These trackers take in about 40% more energy by following the sun, and they do it with 1,000 tons less steel.

“We use cables just like a suspension bridge. It’s much more efficient than a truss bridge. You can have a Golden Gate suspension bridge, you can’t have a Golden Gate truss bridge. By using the same kind of engineering, we use a set of suspension cables to hold up solar modules on a tracker and get rid of a very large amount of steel," he explained.

Based in Norwich, Solaflect Energy installs trackers all over Vermont, New Hampshire and now, Massachusetts and California.

They patented the sun-tracking design, after winning $2M in awards from the U.S. Department of Energy.

“Nationally, there’s almost no ground-mounted solar for the residential market. But in our home market where we started selling first thing in 2013, we’re actually 50% of all solar. So competing against all other rooftop companies, we’re half the market there," said Bender.

After a federal rebate, these low-maintenance units cost anywhere from $16,000 to $21,000, but with free electric, the unit pays for itself in about 10 years.

And despite having free electric once it’s paid off, kids love them for different reasons.

“We have a lot of customers, dozens and dozens of customers that actually name their machine. Apollo, anything from Helios to George," said Bender.

But these trackers are anything but Greek.

With their steel manufactured in St.
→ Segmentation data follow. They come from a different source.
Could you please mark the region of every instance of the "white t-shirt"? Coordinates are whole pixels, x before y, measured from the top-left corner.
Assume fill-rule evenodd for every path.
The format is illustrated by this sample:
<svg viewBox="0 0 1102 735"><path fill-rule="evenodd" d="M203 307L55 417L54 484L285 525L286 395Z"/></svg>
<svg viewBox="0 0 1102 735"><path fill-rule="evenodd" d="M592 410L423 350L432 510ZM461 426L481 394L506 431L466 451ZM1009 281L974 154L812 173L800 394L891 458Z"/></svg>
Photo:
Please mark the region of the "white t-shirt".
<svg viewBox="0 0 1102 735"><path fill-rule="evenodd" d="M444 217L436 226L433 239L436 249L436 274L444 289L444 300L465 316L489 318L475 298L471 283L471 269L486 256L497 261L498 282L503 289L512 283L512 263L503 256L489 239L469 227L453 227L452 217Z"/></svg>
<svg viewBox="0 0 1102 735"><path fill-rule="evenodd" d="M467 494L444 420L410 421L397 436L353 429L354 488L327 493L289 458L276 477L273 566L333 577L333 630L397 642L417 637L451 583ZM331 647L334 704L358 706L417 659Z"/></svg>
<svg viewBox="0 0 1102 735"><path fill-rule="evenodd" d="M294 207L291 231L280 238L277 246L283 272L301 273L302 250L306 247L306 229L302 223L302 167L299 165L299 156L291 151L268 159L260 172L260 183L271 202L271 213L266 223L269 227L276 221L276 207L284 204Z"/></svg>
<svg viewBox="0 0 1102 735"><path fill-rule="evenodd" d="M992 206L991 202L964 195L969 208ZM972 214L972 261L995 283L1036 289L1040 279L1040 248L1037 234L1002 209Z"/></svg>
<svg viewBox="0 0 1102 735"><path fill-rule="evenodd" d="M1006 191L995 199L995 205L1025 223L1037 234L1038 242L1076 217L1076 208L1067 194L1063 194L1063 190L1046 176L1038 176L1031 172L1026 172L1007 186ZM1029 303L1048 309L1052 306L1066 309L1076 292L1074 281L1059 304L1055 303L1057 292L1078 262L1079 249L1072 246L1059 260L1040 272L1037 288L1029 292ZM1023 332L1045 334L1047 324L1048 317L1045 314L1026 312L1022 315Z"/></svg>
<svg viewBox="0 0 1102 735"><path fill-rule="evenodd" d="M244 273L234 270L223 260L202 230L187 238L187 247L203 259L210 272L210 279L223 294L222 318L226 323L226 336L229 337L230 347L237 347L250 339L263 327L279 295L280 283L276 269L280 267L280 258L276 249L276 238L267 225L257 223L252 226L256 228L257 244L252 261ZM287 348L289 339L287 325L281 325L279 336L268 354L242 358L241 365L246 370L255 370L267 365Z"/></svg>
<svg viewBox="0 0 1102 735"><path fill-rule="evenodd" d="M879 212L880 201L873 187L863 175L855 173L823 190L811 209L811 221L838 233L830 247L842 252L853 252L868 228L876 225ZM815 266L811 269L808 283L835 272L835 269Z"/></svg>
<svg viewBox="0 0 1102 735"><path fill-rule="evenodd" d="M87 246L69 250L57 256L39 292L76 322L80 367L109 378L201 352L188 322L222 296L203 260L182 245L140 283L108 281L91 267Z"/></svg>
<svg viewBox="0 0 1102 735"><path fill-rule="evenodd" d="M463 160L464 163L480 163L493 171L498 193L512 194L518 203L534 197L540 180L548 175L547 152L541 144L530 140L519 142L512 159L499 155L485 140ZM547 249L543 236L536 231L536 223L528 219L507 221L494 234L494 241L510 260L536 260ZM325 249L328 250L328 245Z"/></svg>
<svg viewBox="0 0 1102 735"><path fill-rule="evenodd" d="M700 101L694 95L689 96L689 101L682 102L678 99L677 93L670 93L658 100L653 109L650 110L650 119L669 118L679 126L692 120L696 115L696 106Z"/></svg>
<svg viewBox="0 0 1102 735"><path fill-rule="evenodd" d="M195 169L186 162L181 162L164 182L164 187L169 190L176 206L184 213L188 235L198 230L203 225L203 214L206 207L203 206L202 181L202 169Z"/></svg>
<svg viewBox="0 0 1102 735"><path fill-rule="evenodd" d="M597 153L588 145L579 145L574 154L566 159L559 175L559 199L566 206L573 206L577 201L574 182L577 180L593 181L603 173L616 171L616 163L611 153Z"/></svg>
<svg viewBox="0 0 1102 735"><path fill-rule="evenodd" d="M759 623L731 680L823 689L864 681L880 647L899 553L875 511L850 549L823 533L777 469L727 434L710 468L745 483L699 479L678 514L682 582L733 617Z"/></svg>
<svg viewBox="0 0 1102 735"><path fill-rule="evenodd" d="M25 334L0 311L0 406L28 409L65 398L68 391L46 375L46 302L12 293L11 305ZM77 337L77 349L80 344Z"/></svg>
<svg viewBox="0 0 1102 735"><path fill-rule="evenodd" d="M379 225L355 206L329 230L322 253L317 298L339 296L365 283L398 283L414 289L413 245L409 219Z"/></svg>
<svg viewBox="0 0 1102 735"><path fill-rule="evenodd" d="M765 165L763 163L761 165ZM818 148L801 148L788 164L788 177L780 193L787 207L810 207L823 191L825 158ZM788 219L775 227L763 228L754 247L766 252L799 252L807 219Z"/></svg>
Johnsbury, control boards made in Springfield and trackers assembled in Norwich, Bender says this as Vermont-made solar as solar gets.

“For any dollar spent on solar in Vermont, we’re sure that we’re the highest percentage of that money that stays in Vermont of any other solar company because we’re very proud of that a very high percentage of what we do is actually done right here in Vermont," said Bender.